And not in Church matters only, but everywhere, we meet with the same oblivion resting on the origin of words. The Romans, one might beforehand have assumed, must have known very well why they called themselves 'Quirites,' but it is manifest that this knowledge was not theirs. Why they were addressed as Patres Conscripti is a matter unsettled still. They could have given, one would think, an explanation of their naming an outlying conquered region a 'province.' Unfortunately they offer half a dozen explanations, among which we may make our choice. 'German' and 'Germany' were names comparatively recent when Tacitus wrote; but he owns that he has nothing trustworthy to say of their history; [Footnote: Germania, 2.] later inquirers have not mended the matter, [Footnote: Pott, Etymol. Forsch. vol. ii. pt. 2, pp. 860-872.]
The derivation of words which are the very key to the understanding of the Middle Ages, is often itself wrapt in obscurity. On 'fief' and 'feudal' how much has been disputed. [Footnote: Stubbs, Constitutional History of England, vol. i. p. 251.] 'Morganatic' marriages are recognized by the public law of Germany, but why called 'morganatic' is unsettled still. [Footnote: [There is no mystery about this word; see a good account of the term in Skeat's Diet. (s. v.).]] Gypsies in German are 'zigeuner'; but when this is resolved into 'zichgauner,' or roaming thieves, the explanation has about as much scientific value as the not less ingenious explanation of 'Saturnus' as satur annis, [Footnote: Cicero, Nat. Deor. ii. 25.] of 'severitas' as saeva veritas (Augustine); of 'cadaver' as composed of the first syllables of caro data, vermibus. [Footnote: Dwight, Modern Philology, lst series, p. 288.] Littre has evidently little confidence in the explanation commonly offered of the 'Salic' law, namely, that it was the law which prevailed on the banks of the Saal. [Footnote: For a full and learned treatment of the various derivations of 'Mephistopheles' which have been proposed, and for the first appearance of the name in books, see Ward's Marlowe's Doctor Faustus, p. 117.]

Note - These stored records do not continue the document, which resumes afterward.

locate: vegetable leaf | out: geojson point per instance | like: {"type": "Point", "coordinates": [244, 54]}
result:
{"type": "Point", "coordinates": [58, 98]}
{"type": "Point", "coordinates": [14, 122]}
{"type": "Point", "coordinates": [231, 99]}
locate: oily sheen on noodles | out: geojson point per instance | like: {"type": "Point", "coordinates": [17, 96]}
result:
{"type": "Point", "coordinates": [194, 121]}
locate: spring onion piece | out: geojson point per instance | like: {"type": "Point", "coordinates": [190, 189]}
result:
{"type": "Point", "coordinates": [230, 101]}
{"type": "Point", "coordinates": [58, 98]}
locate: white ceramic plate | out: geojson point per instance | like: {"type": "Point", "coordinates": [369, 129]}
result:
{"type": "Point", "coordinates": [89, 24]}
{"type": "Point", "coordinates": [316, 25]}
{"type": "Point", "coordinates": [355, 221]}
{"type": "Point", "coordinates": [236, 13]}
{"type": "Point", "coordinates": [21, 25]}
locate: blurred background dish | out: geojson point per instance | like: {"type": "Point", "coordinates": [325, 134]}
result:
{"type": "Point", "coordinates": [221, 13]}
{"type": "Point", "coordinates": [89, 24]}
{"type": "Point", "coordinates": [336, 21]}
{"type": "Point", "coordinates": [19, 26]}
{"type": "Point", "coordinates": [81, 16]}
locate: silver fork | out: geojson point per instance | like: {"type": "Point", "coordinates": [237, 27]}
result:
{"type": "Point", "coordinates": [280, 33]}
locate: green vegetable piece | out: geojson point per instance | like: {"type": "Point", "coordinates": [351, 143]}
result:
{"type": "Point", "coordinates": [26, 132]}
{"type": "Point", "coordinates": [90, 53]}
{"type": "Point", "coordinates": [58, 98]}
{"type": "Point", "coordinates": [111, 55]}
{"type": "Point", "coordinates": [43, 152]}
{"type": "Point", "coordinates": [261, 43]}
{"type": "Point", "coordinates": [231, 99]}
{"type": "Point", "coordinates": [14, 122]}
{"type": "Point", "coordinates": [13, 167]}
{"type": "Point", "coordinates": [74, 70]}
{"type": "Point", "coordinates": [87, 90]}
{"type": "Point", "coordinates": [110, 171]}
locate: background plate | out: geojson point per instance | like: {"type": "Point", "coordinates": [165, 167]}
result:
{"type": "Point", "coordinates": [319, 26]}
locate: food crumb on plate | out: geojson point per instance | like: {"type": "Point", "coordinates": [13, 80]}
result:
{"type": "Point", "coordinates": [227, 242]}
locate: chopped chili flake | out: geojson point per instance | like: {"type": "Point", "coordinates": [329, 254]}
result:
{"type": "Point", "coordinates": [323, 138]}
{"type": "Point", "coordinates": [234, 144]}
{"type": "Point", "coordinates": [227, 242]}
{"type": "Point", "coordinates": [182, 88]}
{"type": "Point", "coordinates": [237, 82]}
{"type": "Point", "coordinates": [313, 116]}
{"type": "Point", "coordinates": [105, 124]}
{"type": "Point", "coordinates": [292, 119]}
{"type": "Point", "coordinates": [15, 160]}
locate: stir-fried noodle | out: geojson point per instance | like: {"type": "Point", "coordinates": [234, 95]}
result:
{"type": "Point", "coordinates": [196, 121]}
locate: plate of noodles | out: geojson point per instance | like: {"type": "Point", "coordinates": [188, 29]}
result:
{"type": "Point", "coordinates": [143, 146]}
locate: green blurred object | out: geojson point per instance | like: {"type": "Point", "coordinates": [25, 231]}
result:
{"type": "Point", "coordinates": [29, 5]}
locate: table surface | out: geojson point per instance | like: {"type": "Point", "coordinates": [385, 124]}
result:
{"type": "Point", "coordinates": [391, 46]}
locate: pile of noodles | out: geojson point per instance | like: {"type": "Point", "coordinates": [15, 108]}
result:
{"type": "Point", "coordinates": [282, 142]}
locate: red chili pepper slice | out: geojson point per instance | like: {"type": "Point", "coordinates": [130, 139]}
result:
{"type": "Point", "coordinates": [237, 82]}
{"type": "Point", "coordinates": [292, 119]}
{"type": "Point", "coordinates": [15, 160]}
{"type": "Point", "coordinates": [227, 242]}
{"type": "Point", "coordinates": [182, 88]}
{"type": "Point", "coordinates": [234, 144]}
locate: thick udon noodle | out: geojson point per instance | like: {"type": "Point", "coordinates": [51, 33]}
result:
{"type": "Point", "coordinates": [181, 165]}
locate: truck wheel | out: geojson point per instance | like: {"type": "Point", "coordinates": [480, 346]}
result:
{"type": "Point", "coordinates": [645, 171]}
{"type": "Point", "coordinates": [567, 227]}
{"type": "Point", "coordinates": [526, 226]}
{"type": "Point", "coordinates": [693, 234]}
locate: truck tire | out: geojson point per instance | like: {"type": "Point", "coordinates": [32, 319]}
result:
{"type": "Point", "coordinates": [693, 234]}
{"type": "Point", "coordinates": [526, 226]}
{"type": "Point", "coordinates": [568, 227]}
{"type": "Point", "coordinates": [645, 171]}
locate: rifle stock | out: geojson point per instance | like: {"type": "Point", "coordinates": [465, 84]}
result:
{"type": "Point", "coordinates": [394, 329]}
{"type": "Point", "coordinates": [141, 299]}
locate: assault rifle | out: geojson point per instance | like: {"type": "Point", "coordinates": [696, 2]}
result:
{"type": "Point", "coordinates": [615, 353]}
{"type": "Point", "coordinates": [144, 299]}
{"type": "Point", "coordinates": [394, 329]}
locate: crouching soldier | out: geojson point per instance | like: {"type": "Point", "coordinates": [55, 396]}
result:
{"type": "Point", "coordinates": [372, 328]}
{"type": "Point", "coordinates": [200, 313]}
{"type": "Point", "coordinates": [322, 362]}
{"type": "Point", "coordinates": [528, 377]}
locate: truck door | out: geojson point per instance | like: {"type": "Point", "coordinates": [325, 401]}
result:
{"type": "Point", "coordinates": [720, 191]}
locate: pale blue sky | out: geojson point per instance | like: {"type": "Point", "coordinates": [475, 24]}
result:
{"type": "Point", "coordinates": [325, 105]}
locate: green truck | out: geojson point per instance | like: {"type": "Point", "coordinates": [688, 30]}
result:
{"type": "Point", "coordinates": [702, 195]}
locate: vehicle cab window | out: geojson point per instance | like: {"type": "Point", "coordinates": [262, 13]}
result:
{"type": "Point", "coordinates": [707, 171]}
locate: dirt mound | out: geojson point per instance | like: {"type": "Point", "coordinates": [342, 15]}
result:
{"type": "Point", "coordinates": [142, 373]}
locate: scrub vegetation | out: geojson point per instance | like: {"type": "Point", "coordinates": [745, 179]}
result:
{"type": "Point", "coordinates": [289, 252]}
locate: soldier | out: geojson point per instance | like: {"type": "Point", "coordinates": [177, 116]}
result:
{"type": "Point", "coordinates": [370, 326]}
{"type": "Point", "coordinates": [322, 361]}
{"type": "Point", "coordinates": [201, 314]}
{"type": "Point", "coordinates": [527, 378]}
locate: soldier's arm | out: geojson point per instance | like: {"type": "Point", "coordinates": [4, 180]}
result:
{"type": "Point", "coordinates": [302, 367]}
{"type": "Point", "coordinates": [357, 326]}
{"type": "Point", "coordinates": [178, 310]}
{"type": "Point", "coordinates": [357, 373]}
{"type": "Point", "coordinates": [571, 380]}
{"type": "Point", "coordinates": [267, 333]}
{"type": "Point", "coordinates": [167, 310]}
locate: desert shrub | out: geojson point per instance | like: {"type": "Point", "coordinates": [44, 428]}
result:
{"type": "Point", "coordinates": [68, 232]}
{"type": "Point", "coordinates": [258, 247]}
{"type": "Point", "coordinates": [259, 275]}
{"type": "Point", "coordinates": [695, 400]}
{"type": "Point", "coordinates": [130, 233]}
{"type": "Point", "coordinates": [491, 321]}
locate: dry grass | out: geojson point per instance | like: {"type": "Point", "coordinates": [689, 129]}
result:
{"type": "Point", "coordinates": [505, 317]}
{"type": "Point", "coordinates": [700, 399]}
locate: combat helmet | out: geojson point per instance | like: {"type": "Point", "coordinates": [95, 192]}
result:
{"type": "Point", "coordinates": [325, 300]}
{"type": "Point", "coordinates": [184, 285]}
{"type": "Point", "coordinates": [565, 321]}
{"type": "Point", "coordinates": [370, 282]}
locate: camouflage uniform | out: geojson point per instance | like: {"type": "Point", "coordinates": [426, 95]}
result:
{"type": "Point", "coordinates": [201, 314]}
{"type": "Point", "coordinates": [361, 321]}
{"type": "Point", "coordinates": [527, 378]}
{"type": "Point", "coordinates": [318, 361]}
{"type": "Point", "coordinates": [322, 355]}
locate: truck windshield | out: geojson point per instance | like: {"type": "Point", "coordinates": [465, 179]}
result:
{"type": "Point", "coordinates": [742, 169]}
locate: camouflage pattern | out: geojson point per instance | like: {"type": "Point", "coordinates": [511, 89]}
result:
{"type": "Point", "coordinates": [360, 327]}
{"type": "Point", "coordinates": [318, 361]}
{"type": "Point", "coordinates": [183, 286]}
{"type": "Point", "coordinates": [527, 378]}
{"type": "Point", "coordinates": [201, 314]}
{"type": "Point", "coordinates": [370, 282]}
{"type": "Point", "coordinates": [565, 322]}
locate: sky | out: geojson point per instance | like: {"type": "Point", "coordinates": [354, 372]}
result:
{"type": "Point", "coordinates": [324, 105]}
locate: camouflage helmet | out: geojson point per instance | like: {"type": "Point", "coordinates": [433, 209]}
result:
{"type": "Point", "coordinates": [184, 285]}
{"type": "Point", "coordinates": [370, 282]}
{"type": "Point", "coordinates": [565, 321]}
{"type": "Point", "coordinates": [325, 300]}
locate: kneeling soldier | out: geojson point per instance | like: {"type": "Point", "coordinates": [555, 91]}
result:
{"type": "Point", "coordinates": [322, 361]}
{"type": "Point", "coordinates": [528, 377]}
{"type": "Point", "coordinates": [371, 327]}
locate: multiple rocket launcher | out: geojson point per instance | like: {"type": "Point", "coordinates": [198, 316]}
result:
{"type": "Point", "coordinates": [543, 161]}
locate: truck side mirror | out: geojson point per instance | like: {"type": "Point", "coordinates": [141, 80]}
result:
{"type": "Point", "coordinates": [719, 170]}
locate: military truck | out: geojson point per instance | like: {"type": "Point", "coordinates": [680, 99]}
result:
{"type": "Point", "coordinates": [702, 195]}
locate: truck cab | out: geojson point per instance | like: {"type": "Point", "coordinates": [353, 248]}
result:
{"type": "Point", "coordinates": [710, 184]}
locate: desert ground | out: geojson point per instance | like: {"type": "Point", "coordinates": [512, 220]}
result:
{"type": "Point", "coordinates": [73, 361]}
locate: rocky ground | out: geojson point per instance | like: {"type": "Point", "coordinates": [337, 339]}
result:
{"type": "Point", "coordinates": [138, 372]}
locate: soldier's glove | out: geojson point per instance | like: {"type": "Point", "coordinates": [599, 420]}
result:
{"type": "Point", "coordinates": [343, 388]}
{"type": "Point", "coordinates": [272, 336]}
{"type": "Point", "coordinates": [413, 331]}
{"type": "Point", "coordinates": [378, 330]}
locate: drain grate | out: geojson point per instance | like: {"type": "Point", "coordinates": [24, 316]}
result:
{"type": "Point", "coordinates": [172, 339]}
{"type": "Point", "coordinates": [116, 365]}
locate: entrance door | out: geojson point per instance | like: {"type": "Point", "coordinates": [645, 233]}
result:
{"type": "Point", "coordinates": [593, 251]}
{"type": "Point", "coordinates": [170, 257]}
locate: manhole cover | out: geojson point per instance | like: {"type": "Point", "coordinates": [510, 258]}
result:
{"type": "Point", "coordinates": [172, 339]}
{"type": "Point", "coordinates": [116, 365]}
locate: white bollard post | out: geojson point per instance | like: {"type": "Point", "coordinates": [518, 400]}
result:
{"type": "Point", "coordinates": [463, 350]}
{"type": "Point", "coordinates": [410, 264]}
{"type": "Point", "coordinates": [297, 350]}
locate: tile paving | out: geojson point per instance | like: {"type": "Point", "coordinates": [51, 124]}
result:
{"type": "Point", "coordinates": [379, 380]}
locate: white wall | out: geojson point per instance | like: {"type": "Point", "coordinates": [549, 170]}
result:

And the modern world has unsolved riddles innumerable of like kind. Why was 'Canada' so named? And whence is 'Yankee' a title little more than a century old? having made its first appearance in a book printed at Boston, U.S., 1765. Is 'Hottentot' an African word, or, more probably, a Dutch or Low Frisian; and which, if any, of the current explanations of it should be accepted? [Footnote: See Transactions of the Philological Society, 1866, pp. 6-25.] Shall we allow Humboldt's derivation of 'cannibal,' and find 'Carib' in it? [Footnote: See Skeat, s. v.] Whence did the 'Chouans,' the insurgent royalists of Brittany, obtain their title? When did California obtain its name, and why? Questions such as these, to which we can give no answer or a very doubtful one, might be multiplied without end. Littre somewhere in his great Dictionary expresses the misgiving with which what he calls 'anecdotal etymology' fills him; while yet it is to this that we are continually tempted here to have recourse.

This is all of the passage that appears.